À court terme, les perspectives économiques sont mauvaises en Chine, plus personne n'en doute.

La Banque mondiale vient, une nouvelle fois, d'abaisser ses prévisions de croissance, qui a culminé en 2007 à 11,7% et qui reviendra à 9,4% cette année.

En juin, elle avait prédit que l'année 2009 verrait une croissance de 9,2% du PIB chinois; elle ne table plus que sur 7,5% - la pire performance en 19 ans. Avec une croissance sous la barre des 8%, des experts estiment que la Chine ne peut donner du travail aux millions de migrants qui se déplacent des campagnes vers les zones littorales.

«Les six prochains mois seront difficiles», écrit Louis Kuijs, économiste à la Banque mondiale.

L'Europe et les États-Unis sont naturellement les deux grands responsables de cette situation puisqu'ils sont les premiers clients de la Chine, dont ils absorbent respectivement 20% et 19% des ventes à l'étranger. Le tsunami financier déclenché par la crise des subprimes aux États-Unis risque de créer une tempête économique et sociale en Chine.

Jeudi dernier, un haut responsable chinois a même admis que l'économie du géant asiatique continuait de se dégrader.

«En novembre, des indicateurs économiques montrent un déclin accéléré. Certaines entreprises ont éprouvé des difficultés de production, surtout celles qui sont axées sur l'exportation», a déclaré Zhang Ping, ministre chargé de la Commission nationale pour la réforme et le développement.

La relance s'en vient

À long terme, cependant, on aurait tort d'annoncer la fin du miracle chinois.

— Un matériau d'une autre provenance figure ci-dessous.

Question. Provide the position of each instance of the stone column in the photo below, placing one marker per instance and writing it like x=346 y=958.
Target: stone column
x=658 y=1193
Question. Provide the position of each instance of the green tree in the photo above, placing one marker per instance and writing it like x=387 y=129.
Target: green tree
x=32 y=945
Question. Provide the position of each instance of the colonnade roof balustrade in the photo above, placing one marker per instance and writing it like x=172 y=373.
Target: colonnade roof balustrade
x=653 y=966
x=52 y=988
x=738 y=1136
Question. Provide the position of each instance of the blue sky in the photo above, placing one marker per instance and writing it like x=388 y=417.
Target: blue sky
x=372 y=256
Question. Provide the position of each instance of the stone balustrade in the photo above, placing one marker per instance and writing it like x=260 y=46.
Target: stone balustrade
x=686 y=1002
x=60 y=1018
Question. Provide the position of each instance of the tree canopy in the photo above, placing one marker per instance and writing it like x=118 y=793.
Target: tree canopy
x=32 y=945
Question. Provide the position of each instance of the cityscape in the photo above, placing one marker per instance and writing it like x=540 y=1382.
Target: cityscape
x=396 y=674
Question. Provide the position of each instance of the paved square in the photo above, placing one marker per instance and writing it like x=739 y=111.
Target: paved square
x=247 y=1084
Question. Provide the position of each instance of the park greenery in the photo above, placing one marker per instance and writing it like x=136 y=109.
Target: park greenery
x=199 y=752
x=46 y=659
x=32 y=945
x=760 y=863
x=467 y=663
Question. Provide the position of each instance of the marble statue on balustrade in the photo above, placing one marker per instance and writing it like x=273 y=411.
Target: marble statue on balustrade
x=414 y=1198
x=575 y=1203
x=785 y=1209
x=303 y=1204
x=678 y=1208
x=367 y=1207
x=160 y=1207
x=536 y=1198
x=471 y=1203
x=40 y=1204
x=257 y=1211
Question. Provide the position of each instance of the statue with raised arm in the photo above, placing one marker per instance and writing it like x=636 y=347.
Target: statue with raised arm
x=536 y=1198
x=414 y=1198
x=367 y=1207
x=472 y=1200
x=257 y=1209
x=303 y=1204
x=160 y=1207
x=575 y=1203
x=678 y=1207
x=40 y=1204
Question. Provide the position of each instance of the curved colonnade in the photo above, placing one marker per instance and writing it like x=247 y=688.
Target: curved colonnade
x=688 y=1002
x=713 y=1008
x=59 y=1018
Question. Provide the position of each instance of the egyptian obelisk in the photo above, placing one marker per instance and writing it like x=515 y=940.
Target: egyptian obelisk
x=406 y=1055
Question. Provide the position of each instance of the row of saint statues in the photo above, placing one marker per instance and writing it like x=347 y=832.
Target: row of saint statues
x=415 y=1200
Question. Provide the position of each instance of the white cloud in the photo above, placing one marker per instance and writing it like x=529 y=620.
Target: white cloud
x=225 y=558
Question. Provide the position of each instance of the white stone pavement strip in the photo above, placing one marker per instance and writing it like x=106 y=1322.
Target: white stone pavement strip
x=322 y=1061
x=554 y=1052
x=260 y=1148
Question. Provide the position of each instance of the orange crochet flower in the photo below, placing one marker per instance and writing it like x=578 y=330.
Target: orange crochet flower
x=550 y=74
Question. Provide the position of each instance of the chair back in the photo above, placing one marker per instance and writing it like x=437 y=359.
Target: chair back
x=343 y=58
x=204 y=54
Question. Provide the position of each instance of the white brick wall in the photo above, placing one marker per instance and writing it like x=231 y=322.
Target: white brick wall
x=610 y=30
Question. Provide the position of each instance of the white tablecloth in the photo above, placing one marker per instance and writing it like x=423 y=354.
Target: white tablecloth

Les mesures de relance annoncées par plusieurs gouvernements, en Chine mais aussi aux États-Unis et en Europe, vont contribuer à remettre en marche la grosse machine chinoise, estiment les experts.

Pékin, pour sa part, a annoncé mercredi une baisse substantielle de ses taux d'intérêt, assortie d'une réduction du taux de réserve des banques, pour faciliter le crédit. Ces mesures vont libérer 110 milliards de dollars pour l'industrie et les consommateurs, estime la Société générale.

À cela, il faut ajouter le gigantesque plan de relance de 700 milliards de dollars annoncé le 9 novembre, qui sera consacré aux infrastructures du pays. Cette somme colossale correspond à 16% du produit intérieur brut (PIB) de la Chine.

La Banque mondiale se fait d'ailleurs rassurante. On estime que la situation devrait s'améliorer pour la Chine au cours du second semestre de 2009. «Les fortes dépenses d'investissement vont jouer un rôle clé en 2009», explique l'institution.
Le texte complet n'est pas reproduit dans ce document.